Hi! I’m trying to build an Image Classifier that classifies audio files, but I’m having difficulties turning audio files into images. I’ve tried plotting it then saving the figure, but I had some blank space that I couldn’t get rid of. Can somebody help me solve this issue?
Perhaps open the wav in Goldwave (free) and use snipping tool to take the image.
I have not tried it.
That would probably work, thank you!
However, I’m looking for some more automatic way, since I have to turn 700 audio files into Spectograms!
Hi. Please search the forums for the “Deep Learning with Audio” thread.
librosa has a great spectrogram plotting tool.
If you’re using CNNs, then you’ll want to use the mel spectrogram or some other method that gives you a logarithmic frequency scale in the vertical direction, not linear frequency scaling.

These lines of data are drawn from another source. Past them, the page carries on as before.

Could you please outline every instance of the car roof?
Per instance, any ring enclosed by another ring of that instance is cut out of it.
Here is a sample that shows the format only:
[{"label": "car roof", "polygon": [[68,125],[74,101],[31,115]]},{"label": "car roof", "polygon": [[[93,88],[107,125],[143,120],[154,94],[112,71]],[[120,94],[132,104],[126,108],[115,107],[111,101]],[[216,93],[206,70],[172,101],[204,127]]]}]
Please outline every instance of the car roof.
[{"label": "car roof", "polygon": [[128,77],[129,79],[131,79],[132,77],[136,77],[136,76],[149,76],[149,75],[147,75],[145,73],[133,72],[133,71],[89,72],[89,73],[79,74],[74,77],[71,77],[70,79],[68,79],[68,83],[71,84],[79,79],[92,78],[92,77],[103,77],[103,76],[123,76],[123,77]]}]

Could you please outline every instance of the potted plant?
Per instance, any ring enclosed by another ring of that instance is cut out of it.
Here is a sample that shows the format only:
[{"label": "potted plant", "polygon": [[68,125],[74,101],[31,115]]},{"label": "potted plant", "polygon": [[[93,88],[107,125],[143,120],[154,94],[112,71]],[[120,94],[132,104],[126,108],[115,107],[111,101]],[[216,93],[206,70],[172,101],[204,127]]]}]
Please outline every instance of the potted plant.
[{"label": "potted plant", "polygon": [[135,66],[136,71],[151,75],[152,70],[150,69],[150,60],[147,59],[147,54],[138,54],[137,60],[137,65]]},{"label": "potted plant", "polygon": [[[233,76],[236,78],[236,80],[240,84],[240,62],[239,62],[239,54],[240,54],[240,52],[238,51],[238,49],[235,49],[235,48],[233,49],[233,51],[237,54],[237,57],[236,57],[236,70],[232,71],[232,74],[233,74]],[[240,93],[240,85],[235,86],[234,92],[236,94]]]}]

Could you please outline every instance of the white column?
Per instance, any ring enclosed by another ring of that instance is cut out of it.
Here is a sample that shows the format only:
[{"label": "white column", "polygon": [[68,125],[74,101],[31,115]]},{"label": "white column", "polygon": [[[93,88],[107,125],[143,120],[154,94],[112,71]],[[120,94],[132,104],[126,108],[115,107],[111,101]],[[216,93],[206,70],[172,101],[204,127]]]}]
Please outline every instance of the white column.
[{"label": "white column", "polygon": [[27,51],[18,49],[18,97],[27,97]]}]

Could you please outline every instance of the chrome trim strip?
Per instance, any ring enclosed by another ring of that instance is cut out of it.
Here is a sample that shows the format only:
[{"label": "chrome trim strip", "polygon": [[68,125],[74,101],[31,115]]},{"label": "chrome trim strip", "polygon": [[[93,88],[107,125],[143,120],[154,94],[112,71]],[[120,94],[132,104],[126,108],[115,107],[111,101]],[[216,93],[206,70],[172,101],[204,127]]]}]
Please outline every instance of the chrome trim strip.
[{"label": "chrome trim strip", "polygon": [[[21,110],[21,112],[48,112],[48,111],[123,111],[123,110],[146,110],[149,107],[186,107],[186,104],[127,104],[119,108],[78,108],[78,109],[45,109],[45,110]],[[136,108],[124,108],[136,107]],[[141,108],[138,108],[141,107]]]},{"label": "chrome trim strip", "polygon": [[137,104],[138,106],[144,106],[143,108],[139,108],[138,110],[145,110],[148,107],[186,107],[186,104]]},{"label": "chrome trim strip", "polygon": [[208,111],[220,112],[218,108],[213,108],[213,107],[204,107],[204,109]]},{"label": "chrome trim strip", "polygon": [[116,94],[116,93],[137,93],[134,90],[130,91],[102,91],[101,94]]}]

This is because the human ear hears relative frequencies in terms of ratios (e.g. harmonics), and the same ratio maps to the same distance on a log plot. Thus the translation invariance of the CNN is amenable to both time (/phase) and frequency when using such log-freq spectrograms.
You might check out this example
Thank you! I indeed am using CNNs, and I used the method Conwyn mentioned , and I got quite interesting results,
Here’s a spectogram representing a voice record of saying the ‘back’ word in an ‘angry’ tone.
What do you think? Will it be usable?